Chest x-rays can also be done and typically tend to correlate with the clinical picture. However, they are not able to distinguish between DORV and other congenital heart defects. If there are any residual ambiguities after conducting an echocardiogram, then MRI may be used. However, MRI is particularly challenging due to the need for possible sedation and a more prolonged diagnostic process. Electrocardiograms are useful in that they produce results that indicate ventricular hypertrophy and atrial enlargement.
The initial treatment of DORV depends on how severe the symptoms of the infant are at the time of presentation and also on the anatomy of the lesion. Moreover, the child’s age and the type of DORV the child presents with must also be taken into consideration.
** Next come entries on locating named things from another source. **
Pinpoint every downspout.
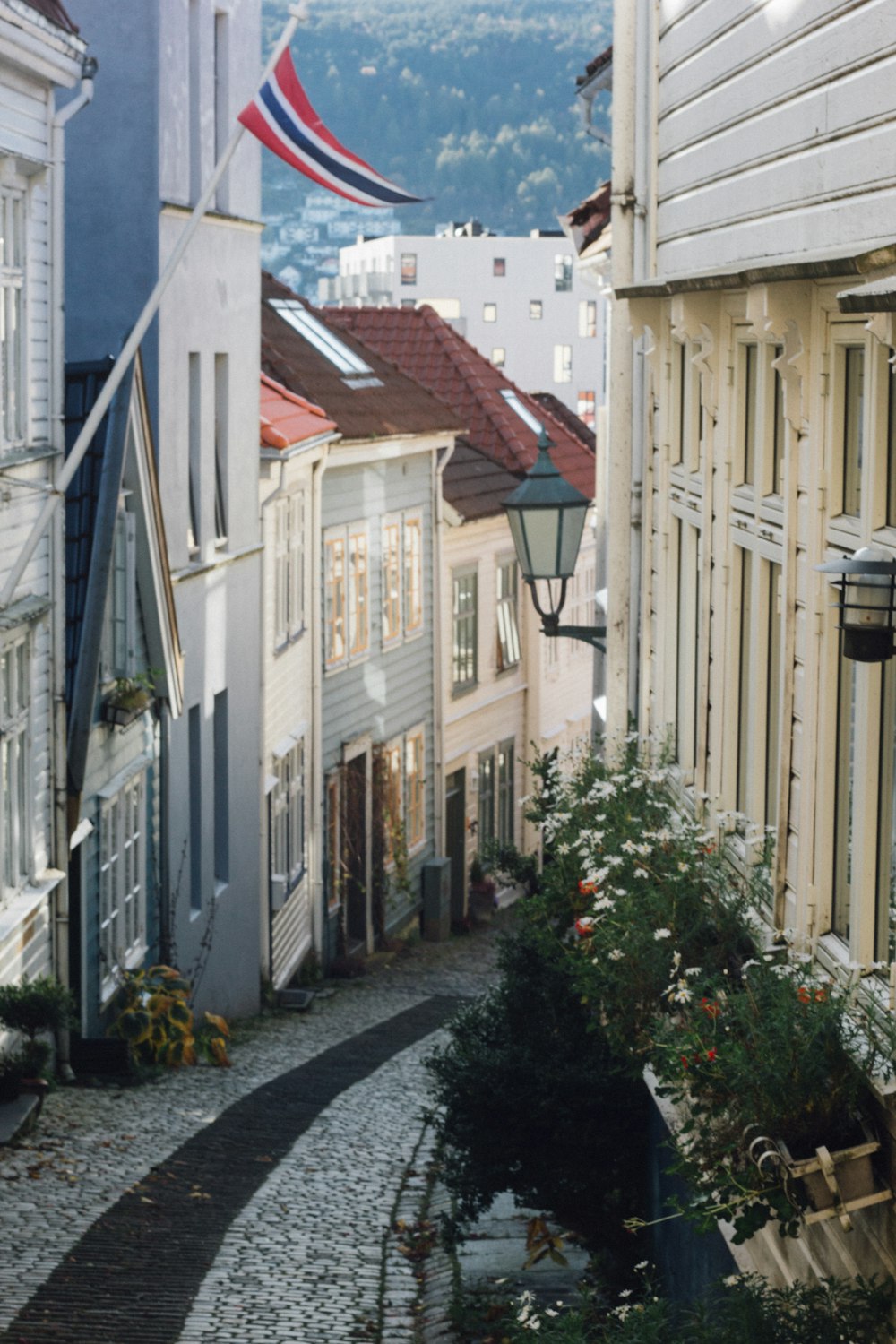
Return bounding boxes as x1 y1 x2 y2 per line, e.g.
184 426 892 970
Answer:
258 457 286 989
307 444 329 965
433 440 457 855
49 56 97 1082
606 0 638 752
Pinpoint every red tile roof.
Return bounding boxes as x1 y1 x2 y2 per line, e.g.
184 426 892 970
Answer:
262 271 465 440
261 374 336 449
27 0 78 32
326 306 594 499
Children who are experiencing congestive heart failure will need to be hospitalized and managed aggressively with physical stress reduction, a reduction in fluid intake, and where applicable oxygen and diuretic therapy.
Ultimately, surgery, with the aim of connecting the aorta to its intended left ventricle and the pulmonary artery to the right ventricle, will be the treatment of choice for most cases of DORV. One particular type of surgery conducted is known as intraventricular repair, where a baffle (i.e., a tunnel) is created through the VSD to join the aorta to the left ventricle. This is done with the help of a patch of synthetic fiber called Darcon.
In another surgical approach, which is known as an arterial switch, the great vessels are repositioned into their normal anatomical places and the VSD is surgically closed. In cases where the left or right ventricle has a defect too severe to function normally (e.g., too small), 3 open heart surgeries will be conducted to enable a reconfiguration of the circulatory system and the heart called Fontan circulation. This requires what is called a staged reconstruction with the end result being the heart functioning with one ventricle as opposed to two.